The Times of India – Zakir Naik est-il mêlé à l’attentat de Dacca ? Les autorités bangladaises accusent le prédicateur indien d’avoir inspiré les terroristes de l’attentat de Dacca, orchestré samedi 2 juillet dans le quartier diplomatique de la ville. Très populaire au Bangladesh, Zakir Naik est un « sujet de préoccupation » aussi bien pour l’Inde que pour le Bangladesh. Hassanul Haq Inu, ministre bangladais de l’Information, a déclaré au journal Times of India : « Depuis plusieurs mois, de nombreux savants religieux se sont plaints auprès de mon ministère de l’interprétation de l’islam du Dr Zakir Naik qui n’est pas en ligne avec la version coranique et les haddiths. Alors nous menons une enquête. » Le prédicateur basé à Mumbai et banni du Royaume-Uni, du Canada et de la Malaisie, était suivi sur Facebook par deux des auteurs de l’attaque de Dacca.

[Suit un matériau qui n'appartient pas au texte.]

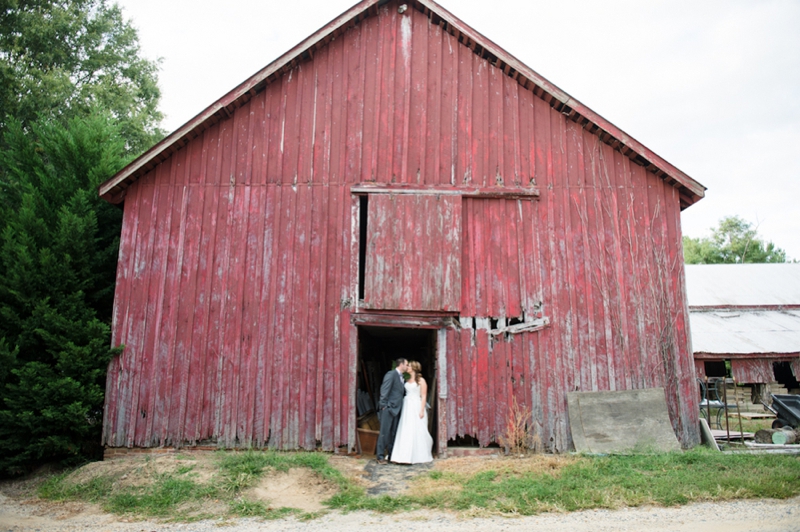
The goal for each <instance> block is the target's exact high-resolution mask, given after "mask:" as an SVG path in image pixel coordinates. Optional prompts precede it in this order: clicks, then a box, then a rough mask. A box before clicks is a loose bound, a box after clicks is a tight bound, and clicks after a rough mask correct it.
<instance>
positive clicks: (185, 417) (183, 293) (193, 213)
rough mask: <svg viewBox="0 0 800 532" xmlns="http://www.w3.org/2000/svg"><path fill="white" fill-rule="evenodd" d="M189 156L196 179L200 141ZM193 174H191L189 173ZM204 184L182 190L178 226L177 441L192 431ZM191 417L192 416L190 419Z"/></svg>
mask: <svg viewBox="0 0 800 532" xmlns="http://www.w3.org/2000/svg"><path fill="white" fill-rule="evenodd" d="M189 153H190V156H189V160H188V161H187V163H188V164H187V174H188V181H189V182H191V181H193V180H195V181H199V180H200V176H201V175H202V168H203V166H204V150H203V143H200V142H196V143H194V145H193V146H192V147H191V148H190V150H189ZM193 176H194V177H193ZM205 192H206V190H205V187H203V186H188V187H186V193H185V196H184V197H185V200H184V202H185V205H186V217H185V221H184V223H183V226H182V235H181V236H182V238H183V242H182V243H181V244H179V245H181V246H182V248H183V249H184V253H183V258H182V260H181V264H180V269H179V271H180V292H181V294H182V298H181V302H180V306H179V308H178V315H177V320H178V322H177V331H176V336H177V339H176V356H180V357H182V358H183V359H184V361H185V364H184V365H183V366H182V367H181V371H180V373H179V372H177V371H176V373H175V378H176V379H177V383H173V388H177V390H178V412H177V416H176V419H175V420H171V421H172V422H174V423H175V428H174V429H171V430H170V432H171V434H174V435H175V438H176V440H177V441H178V442H181V443H183V442H185V441H187V439H189V438H192V436H193V433H194V432H195V427H194V423H191V424H190V423H189V421H190V419H189V418H190V417H191V416H188V415H187V413H188V412H191V411H193V410H194V406H195V401H196V400H197V396H196V394H195V393H194V390H193V389H192V388H191V387H190V383H191V382H192V379H191V376H192V370H193V369H194V371H195V374H196V373H197V368H196V366H197V363H198V360H197V358H198V356H199V353H196V352H195V351H194V350H193V349H192V346H193V337H194V336H193V332H194V329H195V320H196V319H202V318H203V316H202V312H201V313H199V314H200V316H198V301H197V293H198V291H199V290H200V287H199V286H198V284H199V283H198V267H199V262H200V254H199V252H200V249H199V248H200V241H201V238H202V229H203V216H204V214H205V211H204V210H203V207H204V203H205ZM192 421H193V419H192Z"/></svg>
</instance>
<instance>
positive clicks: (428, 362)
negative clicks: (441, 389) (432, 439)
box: [356, 326, 438, 454]
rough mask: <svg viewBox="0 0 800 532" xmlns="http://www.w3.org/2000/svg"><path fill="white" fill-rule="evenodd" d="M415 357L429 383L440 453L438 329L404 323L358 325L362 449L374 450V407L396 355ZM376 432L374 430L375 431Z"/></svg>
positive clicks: (377, 405) (429, 394) (430, 404)
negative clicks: (384, 376)
mask: <svg viewBox="0 0 800 532" xmlns="http://www.w3.org/2000/svg"><path fill="white" fill-rule="evenodd" d="M400 357H403V358H406V359H408V360H416V361H417V362H419V363H420V364H421V365H422V376H423V377H424V378H425V381H426V382H427V383H428V404H429V405H430V406H431V408H430V409H429V410H428V430H429V431H430V433H431V436H432V437H433V441H434V449H433V452H434V453H437V452H438V449H437V448H436V446H437V441H438V440H437V431H438V401H437V400H436V393H437V391H436V383H437V382H438V379H437V377H438V373H437V366H436V329H417V328H403V327H372V326H359V327H358V372H357V376H356V413H357V415H358V421H357V423H356V426H357V427H358V429H360V430H359V434H358V437H359V438H360V441H361V447H362V452H363V453H365V454H372V452H371V451H372V449H373V448H374V443H375V442H374V441H373V439H374V440H377V431H378V430H379V429H380V424H379V423H378V422H377V416H376V415H375V411H376V410H377V406H378V400H379V399H380V389H381V382H382V381H383V376H384V375H385V374H386V372H387V371H390V370H391V369H392V367H393V366H392V362H393V361H394V360H396V359H397V358H400ZM373 433H374V434H373Z"/></svg>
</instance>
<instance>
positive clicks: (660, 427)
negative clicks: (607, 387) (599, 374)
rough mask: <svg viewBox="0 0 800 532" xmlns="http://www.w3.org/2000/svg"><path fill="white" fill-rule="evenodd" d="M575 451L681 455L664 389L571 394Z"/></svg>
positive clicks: (571, 393)
mask: <svg viewBox="0 0 800 532" xmlns="http://www.w3.org/2000/svg"><path fill="white" fill-rule="evenodd" d="M567 407H568V411H569V420H570V427H571V430H572V441H573V443H574V444H575V450H576V451H578V452H589V453H613V452H626V451H632V450H657V451H678V450H680V448H681V447H680V443H678V439H677V437H676V436H675V432H674V431H673V429H672V423H671V422H670V419H669V414H668V413H667V401H666V398H665V396H664V389H663V388H648V389H644V390H626V391H621V392H571V393H568V394H567Z"/></svg>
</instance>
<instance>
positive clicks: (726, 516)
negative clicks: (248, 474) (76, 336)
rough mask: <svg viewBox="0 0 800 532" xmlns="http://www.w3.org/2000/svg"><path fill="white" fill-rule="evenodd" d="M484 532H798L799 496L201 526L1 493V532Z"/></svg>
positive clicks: (238, 523)
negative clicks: (402, 531)
mask: <svg viewBox="0 0 800 532" xmlns="http://www.w3.org/2000/svg"><path fill="white" fill-rule="evenodd" d="M377 527H381V528H383V527H387V529H389V530H398V529H400V530H406V531H423V530H425V531H429V530H434V531H435V530H441V531H445V530H464V531H475V530H481V531H482V532H483V531H488V532H496V531H497V532H499V531H513V530H536V531H537V532H551V531H552V532H556V531H559V532H560V531H563V530H570V532H606V531H608V532H610V531H622V532H627V531H631V532H633V531H637V532H638V531H641V530H648V531H664V532H667V531H669V532H683V531H686V532H689V531H696V530H702V531H703V532H745V531H759V532H798V531H800V498H794V499H790V500H786V501H771V500H757V501H736V502H726V503H702V504H692V505H688V506H682V507H679V508H656V507H645V508H630V509H623V510H613V511H611V510H590V511H585V512H574V513H570V514H545V515H539V516H533V517H519V518H515V517H491V518H474V519H470V518H464V517H456V516H454V515H451V514H446V513H437V512H428V511H424V512H411V513H407V514H396V515H381V514H375V513H371V512H353V513H349V514H341V513H338V512H330V513H328V514H326V515H323V516H322V517H320V518H318V519H315V520H312V521H297V520H295V519H281V520H276V521H263V520H260V519H236V520H210V521H201V522H198V523H180V524H164V523H156V522H152V521H135V522H126V521H124V520H121V519H120V518H119V517H117V516H112V515H109V514H104V513H102V512H100V511H99V510H98V509H97V508H96V507H94V506H91V505H84V504H79V503H68V504H53V503H47V502H42V501H39V500H36V499H34V500H31V501H27V502H20V501H17V500H13V499H9V498H8V497H5V496H4V495H0V532H11V531H13V532H22V531H26V532H28V531H30V532H35V531H41V532H45V531H46V532H71V531H76V532H77V531H86V532H150V531H176V532H177V531H181V532H211V531H216V532H218V531H220V530H223V531H225V532H251V531H256V530H257V531H259V532H261V531H265V532H269V531H301V530H302V531H309V532H313V531H333V532H347V531H350V530H354V529H355V530H366V529H370V528H377Z"/></svg>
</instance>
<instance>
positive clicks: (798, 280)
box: [686, 264, 800, 307]
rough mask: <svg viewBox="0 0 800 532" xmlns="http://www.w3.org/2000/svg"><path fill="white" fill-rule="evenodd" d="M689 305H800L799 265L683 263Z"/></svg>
mask: <svg viewBox="0 0 800 532" xmlns="http://www.w3.org/2000/svg"><path fill="white" fill-rule="evenodd" d="M686 293H687V298H688V300H689V307H736V306H744V307H767V306H792V305H795V306H800V264H687V265H686Z"/></svg>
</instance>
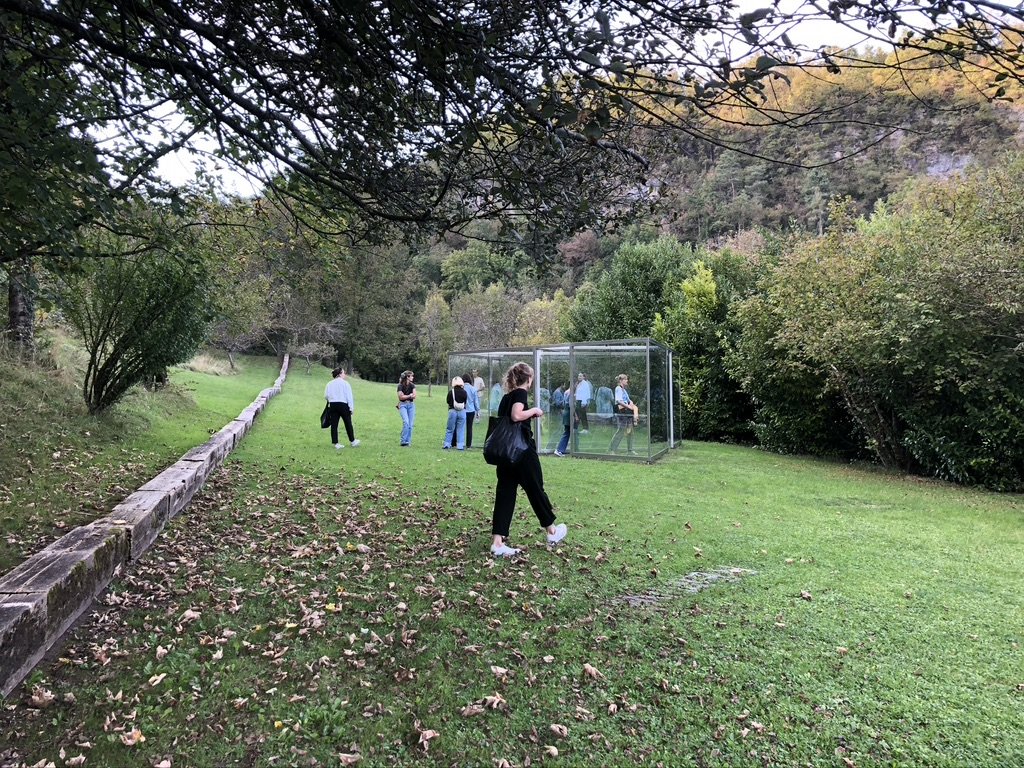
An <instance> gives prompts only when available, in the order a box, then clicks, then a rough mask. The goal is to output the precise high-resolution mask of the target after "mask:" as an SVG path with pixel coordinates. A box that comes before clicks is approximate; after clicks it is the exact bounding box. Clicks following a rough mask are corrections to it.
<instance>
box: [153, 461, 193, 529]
mask: <svg viewBox="0 0 1024 768" xmlns="http://www.w3.org/2000/svg"><path fill="white" fill-rule="evenodd" d="M205 479H206V475H205V474H204V472H203V467H202V465H201V464H197V463H195V462H182V461H179V462H175V463H174V464H172V465H171V466H170V467H168V468H167V469H165V470H164V471H163V472H161V473H160V474H159V475H157V476H156V477H154V478H153V479H152V480H150V481H148V482H147V483H145V484H144V485H142V486H141V487H140V488H139V490H158V492H161V493H163V494H165V495H166V496H167V502H168V514H169V516H170V517H176V516H177V515H178V513H179V512H180V511H181V510H182V509H184V508H185V507H186V506H187V505H188V502H190V501H191V498H193V497H194V496H195V495H196V492H197V490H199V489H200V488H201V487H202V486H203V480H205Z"/></svg>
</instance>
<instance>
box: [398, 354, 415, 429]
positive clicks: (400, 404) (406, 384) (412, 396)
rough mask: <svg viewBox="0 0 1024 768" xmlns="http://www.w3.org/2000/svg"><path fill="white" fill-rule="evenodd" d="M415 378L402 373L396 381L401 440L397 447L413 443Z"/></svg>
mask: <svg viewBox="0 0 1024 768" xmlns="http://www.w3.org/2000/svg"><path fill="white" fill-rule="evenodd" d="M415 380H416V376H415V375H414V374H413V372H412V371H402V372H401V377H400V378H399V379H398V415H399V416H400V417H401V439H400V441H399V442H398V444H399V445H402V446H404V445H409V444H410V443H411V442H412V441H413V422H415V421H416V381H415Z"/></svg>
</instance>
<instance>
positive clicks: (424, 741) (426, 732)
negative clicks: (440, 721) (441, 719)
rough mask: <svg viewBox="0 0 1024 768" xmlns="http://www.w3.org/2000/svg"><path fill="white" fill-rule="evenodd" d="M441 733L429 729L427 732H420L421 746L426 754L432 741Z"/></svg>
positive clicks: (421, 731) (433, 730)
mask: <svg viewBox="0 0 1024 768" xmlns="http://www.w3.org/2000/svg"><path fill="white" fill-rule="evenodd" d="M439 735H441V734H440V733H438V732H437V731H435V730H430V729H429V728H428V729H427V730H425V731H420V742H419V743H420V746H422V748H423V751H424V752H426V751H427V750H428V749H429V748H430V739H432V738H437V737H438V736H439Z"/></svg>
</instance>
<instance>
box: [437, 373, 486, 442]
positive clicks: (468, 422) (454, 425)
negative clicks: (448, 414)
mask: <svg viewBox="0 0 1024 768" xmlns="http://www.w3.org/2000/svg"><path fill="white" fill-rule="evenodd" d="M477 382H478V384H477ZM482 390H483V379H481V378H480V377H479V376H476V372H475V371H473V372H471V373H468V374H466V376H465V377H462V376H457V377H455V378H454V379H452V388H451V389H449V393H447V404H449V420H447V426H446V428H445V430H444V442H443V443H441V447H442V449H443V450H445V451H447V450H449V449H451V447H453V441H454V443H455V444H454V446H455V449H456V451H465V450H466V449H468V447H473V422H475V421H476V420H477V419H479V418H480V392H481V391H482Z"/></svg>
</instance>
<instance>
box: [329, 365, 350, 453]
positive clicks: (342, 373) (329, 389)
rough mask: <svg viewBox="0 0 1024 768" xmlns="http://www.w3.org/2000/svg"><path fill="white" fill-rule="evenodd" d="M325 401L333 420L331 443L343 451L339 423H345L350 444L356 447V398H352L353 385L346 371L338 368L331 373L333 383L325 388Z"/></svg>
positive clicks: (329, 383)
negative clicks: (355, 405)
mask: <svg viewBox="0 0 1024 768" xmlns="http://www.w3.org/2000/svg"><path fill="white" fill-rule="evenodd" d="M324 399H325V400H327V404H328V415H329V417H330V419H331V442H333V443H334V449H335V451H341V450H342V449H343V447H345V443H343V442H339V441H338V421H339V420H340V421H343V422H345V432H346V433H347V434H348V439H349V444H350V445H351V446H352V447H355V446H356V445H358V444H359V441H358V440H357V439H355V431H354V430H353V429H352V413H353V412H354V411H355V398H354V397H353V396H352V385H351V384H349V383H348V382H347V381H346V376H345V369H343V368H336V369H335V370H334V371H332V372H331V381H329V382H328V383H327V387H325V388H324Z"/></svg>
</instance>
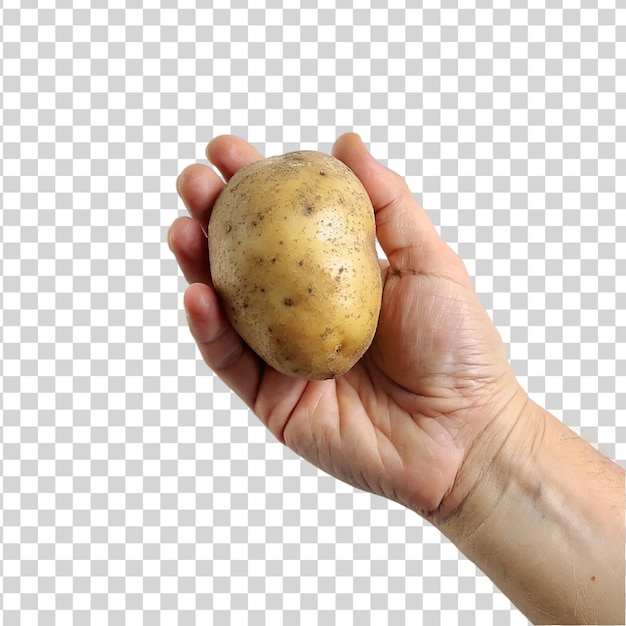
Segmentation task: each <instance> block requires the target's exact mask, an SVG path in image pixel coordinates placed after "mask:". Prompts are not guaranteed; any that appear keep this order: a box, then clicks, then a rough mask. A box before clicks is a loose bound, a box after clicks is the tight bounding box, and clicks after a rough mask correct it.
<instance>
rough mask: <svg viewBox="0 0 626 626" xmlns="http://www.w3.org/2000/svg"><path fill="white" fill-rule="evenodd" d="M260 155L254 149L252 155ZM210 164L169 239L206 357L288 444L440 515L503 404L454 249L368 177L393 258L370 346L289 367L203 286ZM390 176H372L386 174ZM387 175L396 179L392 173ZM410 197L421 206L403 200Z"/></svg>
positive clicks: (420, 508) (227, 175)
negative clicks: (349, 370) (468, 448)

Zakir Naik nie cependant toute responsabilité, rapporte ce 7 juillet le site Malaysiakini. Actuellement en Arabie Saoudite, le savant religieux considère « totalement illogiques » ces accusations. Accusé d’avoir appelé, dans un discours, tous les musulmans à être terroristes, il affirme que la vidéo a été trafiquée, et qu’il appelait au contraire les musulmans à terroriser « les éléments anti-sociaux ». Le prédicateur persiste : « Il y a des gens qui utilisent mes photos et déforment mes propos pour me diffamer ».

Scroll.in – Soulagement pour Perumal Murugan et ses soutiens. Après un long procès, la haute cour de Madras a rendu son verdict le 5 juillet. Elle a annulé sa précédente condamnation de 2015. Le tribunal avait jugé le roman Madhorubhagan (publié en anglais sous le titre One Part Woman) blasphématoire. L’auteur tamoul avait été forcé à s’excuser publiquement et à jurer de ne plus écrire. Pour Kannan Sundaram, son éditeur, cette nouvelle décision est « un rêve qui devient réalité ».
Le professionnel du livre s’inquiète pour la liberté d’expression dans le pays : « Beaucoup comprennent qu’il ne s’agit que d’une liberté de penser. » Une situation qui s’est selon lui dégradée avec l’arrivée au pouvoir de Narendra Modi en 2014. Il espère que la décision de la haute cour sonne le début d’une remise en question des pressions grandissantes du gouvernement sur les auteurs et les artistes indiens.
Par Juliette Morillot, Nicolas Baranowski, Marie Bonnamy et Myriam Sonni, avec Cléa Chakraverty et Anda Djoehana Wiradikarta à Paris.